Beaucoup plus polyvalente que la GT3 RS
Comme sur la 911 GT3, il s’agit d’une suspension à double triangulation à l’avant (avec les triangles aérodynamiques de la RS) et d’un système multibras à l’arrière. La S/T n’utilise pas le même radiateur central que la RS, ce qui lui permet de disposer d’un compartiment à bagages avant de taille normale.

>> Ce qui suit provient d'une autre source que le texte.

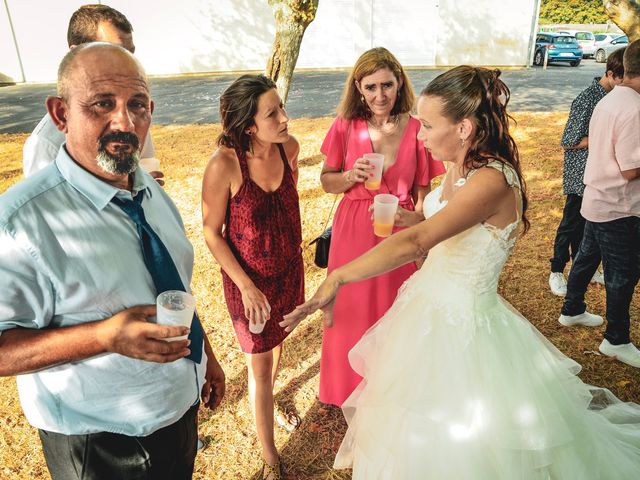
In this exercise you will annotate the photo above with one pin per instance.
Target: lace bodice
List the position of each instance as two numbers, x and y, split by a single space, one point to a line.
470 263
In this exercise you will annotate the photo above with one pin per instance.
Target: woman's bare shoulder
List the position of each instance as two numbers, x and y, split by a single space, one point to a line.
222 164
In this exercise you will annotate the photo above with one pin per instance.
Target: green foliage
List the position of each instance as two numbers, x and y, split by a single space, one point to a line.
572 11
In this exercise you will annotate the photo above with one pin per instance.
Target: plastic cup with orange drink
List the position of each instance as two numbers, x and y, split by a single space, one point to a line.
377 161
384 213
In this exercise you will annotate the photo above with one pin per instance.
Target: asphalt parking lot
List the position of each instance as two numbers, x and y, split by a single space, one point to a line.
194 98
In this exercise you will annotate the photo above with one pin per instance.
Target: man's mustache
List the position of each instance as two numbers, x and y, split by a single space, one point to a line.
120 137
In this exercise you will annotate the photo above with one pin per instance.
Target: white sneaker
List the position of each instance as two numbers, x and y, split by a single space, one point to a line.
598 277
625 353
587 319
558 284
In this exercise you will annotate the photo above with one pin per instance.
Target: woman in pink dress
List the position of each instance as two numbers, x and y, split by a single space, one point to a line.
373 117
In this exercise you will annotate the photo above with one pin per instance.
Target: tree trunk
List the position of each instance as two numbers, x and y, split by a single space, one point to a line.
625 14
292 19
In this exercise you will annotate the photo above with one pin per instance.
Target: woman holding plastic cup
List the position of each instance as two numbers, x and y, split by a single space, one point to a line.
374 134
251 221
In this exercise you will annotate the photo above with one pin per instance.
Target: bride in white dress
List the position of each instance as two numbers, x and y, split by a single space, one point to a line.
457 384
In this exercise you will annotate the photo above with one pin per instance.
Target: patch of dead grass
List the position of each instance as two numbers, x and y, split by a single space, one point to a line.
232 451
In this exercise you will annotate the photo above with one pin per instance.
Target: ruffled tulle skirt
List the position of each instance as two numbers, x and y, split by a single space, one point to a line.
466 389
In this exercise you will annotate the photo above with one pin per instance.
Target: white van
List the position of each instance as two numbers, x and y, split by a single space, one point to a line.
585 39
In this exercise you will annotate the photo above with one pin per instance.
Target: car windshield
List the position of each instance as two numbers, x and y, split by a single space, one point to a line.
564 39
584 36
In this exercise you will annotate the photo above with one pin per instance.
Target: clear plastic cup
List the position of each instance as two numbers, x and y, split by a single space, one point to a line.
149 164
377 160
384 214
257 327
175 307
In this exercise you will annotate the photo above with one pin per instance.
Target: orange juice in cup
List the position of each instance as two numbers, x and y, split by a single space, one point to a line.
377 161
384 213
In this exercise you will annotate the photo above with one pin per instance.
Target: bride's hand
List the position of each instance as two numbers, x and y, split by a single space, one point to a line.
324 299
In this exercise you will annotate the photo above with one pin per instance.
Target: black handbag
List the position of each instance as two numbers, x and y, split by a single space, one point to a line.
323 241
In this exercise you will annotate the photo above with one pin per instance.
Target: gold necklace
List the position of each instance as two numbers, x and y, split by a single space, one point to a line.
381 128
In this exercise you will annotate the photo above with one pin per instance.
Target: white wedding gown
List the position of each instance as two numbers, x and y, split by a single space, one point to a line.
459 386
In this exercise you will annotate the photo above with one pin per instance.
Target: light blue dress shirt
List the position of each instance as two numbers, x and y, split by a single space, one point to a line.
69 256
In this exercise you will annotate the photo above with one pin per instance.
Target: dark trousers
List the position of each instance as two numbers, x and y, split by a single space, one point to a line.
167 454
619 243
569 233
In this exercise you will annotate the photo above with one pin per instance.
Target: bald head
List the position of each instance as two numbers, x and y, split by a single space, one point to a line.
86 56
104 109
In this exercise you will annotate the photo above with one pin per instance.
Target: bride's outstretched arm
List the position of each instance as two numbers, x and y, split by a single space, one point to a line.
482 197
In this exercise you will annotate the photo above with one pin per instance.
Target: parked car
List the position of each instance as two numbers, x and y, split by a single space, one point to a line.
603 51
559 48
602 38
586 40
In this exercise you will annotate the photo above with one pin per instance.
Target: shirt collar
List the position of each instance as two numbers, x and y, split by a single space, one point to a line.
596 84
95 190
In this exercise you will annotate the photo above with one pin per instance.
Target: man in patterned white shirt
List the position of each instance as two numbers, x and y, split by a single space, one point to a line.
575 141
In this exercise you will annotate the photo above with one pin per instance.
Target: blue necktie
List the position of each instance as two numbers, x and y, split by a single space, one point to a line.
160 265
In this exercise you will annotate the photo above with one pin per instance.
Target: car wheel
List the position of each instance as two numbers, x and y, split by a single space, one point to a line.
537 58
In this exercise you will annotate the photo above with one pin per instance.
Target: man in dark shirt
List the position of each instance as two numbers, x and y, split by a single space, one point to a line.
575 141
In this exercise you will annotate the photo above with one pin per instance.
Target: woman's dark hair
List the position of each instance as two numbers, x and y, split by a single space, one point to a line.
478 93
238 107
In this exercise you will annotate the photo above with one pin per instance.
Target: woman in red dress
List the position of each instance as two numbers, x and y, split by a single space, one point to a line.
251 221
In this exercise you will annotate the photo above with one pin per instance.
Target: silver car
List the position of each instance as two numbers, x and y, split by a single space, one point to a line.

Toutes les voitures sont équipées de cadrans verts, comme les premières 911 ou la récente édition Sport Classic. Il existe un Pack Héritage en option (coût de 17 652 euros) qui remplace les écussons Porsche par un design inspiré des années 60, les écussons S/T par des écussons dorés et qui habille l’intérieur avec des garnitures uniques, le pavillon, la carrosserie et les roues dans des couleurs de peinture spéciales. Les sièges baquets en Plastique Renforcé de Fibres de Carbone sont de série, mais les sièges sport à réglage quadridirectionnel des autres modèles de la gamme 911 sont une option gratuite.
Sur la route
Au départ à basse vitesse, l’amortissement semble résolument ferme, tant en mode standard qu’en mode Sport (accessible via le même commutateur au tableau de bord ou le même menu à l’écran tactile que pour la 911 normale). C’est toutefois remarquablement bien contrôlé. C’est encore plus vrai à vitesse élevée.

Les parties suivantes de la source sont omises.